Jesus, full of the Holy Spirit, returned from the Jordan and was led by the Spirit in the wilderness, where for forty days he was tempted by the devil. He ate nothing at all during those days, and when they were over, he was famished. The devil said to him, “If you are the Son of God, command this stone to become a loaf of bread.” Jesus answered him, “It is written, ‘One does not live by bread alone.’”   Luke 4:1-4

Accounts of the temptation of Jesus are recorded in Matthew (4:1-11), Mark (1:12-13), and Luke (4:1-13). After Jesus had been baptized by John, he went into the wilderness for 40 days. Matthew and Luke record that Jesus was fasting during that time. The devil met Jesus there and issued three temptations when Jesus was at his weakest from the extended fast. The first challenge was to turn a stone into bread. The second was to receive authority over all the kingdoms of the world in return for worshiping the devil. Finally, Jesus was encouraged to throw himself onto the rocks from the pinnacle of the Temple, knowing that God would protect him. Jesus refused each of the temptations, left the wilderness, and began his public ministry.

Whether one reads this account as a factual or a metaphorical account is beyond the purpose of this Life Note. What I address here is how the temptations of Jesus are about the use of personal power, and how these are temptations we too face, in endless variations, throughout our lives. If the life of Jesus is the standard for our life, we have much to learn from how he used, and refused to use, the power at his disposal.

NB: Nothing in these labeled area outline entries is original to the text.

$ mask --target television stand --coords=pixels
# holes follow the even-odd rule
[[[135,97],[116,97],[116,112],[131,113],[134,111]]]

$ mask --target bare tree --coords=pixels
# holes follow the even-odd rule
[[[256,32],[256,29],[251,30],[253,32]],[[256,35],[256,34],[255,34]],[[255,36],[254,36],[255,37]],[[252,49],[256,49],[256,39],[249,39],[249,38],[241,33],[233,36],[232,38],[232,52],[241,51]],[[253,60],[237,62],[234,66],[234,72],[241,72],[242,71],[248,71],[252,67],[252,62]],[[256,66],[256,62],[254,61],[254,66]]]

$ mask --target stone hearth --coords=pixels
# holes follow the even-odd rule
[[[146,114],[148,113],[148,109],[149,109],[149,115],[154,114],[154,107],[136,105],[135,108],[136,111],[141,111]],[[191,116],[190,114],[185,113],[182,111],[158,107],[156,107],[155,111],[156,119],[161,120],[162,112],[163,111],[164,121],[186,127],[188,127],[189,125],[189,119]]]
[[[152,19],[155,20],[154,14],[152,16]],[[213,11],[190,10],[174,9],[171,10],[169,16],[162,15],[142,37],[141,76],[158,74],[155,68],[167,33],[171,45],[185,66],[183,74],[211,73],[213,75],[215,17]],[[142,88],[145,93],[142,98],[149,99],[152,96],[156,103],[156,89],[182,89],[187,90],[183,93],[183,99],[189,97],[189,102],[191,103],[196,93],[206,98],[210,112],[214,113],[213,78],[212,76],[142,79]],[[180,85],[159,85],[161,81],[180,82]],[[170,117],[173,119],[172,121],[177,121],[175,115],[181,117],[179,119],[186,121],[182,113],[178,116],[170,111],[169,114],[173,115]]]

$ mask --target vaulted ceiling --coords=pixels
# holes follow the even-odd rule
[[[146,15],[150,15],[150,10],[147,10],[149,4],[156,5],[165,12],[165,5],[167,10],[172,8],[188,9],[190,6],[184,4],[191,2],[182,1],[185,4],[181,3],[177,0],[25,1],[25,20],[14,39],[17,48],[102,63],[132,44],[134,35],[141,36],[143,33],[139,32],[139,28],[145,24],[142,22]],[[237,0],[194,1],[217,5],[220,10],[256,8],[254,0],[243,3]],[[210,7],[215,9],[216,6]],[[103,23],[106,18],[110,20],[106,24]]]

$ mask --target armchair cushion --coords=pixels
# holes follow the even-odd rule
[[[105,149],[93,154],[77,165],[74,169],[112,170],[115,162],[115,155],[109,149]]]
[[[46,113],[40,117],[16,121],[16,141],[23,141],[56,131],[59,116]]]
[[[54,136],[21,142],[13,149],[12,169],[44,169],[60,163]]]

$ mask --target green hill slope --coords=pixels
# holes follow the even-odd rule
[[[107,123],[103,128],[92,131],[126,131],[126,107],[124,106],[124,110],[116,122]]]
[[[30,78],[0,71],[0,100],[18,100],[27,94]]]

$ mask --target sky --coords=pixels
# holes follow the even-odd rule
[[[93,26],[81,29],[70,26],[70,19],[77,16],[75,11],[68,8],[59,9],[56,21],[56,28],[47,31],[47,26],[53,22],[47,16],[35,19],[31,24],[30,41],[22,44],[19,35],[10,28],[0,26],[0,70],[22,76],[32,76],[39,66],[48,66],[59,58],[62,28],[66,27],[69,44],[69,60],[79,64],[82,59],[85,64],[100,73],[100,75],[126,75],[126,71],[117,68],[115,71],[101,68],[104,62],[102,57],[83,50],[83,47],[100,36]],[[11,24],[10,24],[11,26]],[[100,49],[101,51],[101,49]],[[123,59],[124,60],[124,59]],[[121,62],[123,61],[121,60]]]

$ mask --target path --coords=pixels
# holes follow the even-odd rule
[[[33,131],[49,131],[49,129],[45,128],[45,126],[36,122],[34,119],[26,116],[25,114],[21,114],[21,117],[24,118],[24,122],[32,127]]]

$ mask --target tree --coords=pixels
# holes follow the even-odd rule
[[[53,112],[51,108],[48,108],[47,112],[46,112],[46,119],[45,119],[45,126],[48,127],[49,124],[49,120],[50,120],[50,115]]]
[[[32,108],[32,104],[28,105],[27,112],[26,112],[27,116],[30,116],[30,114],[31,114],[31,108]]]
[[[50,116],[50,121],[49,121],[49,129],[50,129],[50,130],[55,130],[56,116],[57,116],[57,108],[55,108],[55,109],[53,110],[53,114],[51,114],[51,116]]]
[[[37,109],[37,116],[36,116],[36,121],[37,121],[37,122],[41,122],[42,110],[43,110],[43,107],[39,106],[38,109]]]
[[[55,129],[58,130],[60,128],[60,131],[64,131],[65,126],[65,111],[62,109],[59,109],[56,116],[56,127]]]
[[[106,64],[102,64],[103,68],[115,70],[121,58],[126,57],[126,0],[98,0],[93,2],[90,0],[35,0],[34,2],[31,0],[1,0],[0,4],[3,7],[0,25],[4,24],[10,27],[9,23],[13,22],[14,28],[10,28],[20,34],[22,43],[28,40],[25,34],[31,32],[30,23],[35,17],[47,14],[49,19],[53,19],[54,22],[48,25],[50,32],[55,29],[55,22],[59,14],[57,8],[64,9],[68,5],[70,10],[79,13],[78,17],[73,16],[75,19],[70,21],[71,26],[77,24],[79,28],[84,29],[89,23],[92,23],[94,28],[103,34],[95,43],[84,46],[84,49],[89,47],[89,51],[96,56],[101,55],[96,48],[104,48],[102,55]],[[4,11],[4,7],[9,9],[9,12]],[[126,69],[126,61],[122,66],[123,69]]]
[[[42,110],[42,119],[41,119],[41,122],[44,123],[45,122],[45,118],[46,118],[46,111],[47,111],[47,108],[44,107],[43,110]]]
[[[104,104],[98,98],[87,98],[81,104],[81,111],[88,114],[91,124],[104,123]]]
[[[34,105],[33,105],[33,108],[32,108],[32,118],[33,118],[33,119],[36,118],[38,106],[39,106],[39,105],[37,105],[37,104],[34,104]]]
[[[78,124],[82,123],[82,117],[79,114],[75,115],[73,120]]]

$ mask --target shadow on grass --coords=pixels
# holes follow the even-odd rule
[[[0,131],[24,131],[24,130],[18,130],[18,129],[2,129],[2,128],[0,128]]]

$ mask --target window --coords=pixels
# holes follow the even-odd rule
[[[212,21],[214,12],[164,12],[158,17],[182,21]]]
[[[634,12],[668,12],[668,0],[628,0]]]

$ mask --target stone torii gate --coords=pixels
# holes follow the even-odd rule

Although scripture does not give a reason for the fast, it seems safe to assume it was a part of Jesus’ preparation for his ministry. The first challenge was to use his power to turn a stone into bread and end his fast. On the one hand, if I were hungry and had such power, it would be difficult not to use it in that way. Unfortunately, that would betray his purpose for fasting and nullify the benefits from the difficulties he had already endured. Jesus’ response is “One does not live by bread alone” (Luke 4:4).

The second temptation was to betray his lineage, as revealed by God at his baptism (“You are my son, the Beloved”). By reflecting anything less than the Father, Jesus could not fulfill his purpose of making God known to us. We are frequently encouraged to settle for something less than what we strive for, and we are given the power to settle through our free will. It is not that God will no longer love us if we settle for less, it is that we will disappoint ourselves for giving in, as well as failing to accomplish that which we set out to achieve. Jesus’ response is “Worship the Lord your God, and serve him only” (Luke 4:8).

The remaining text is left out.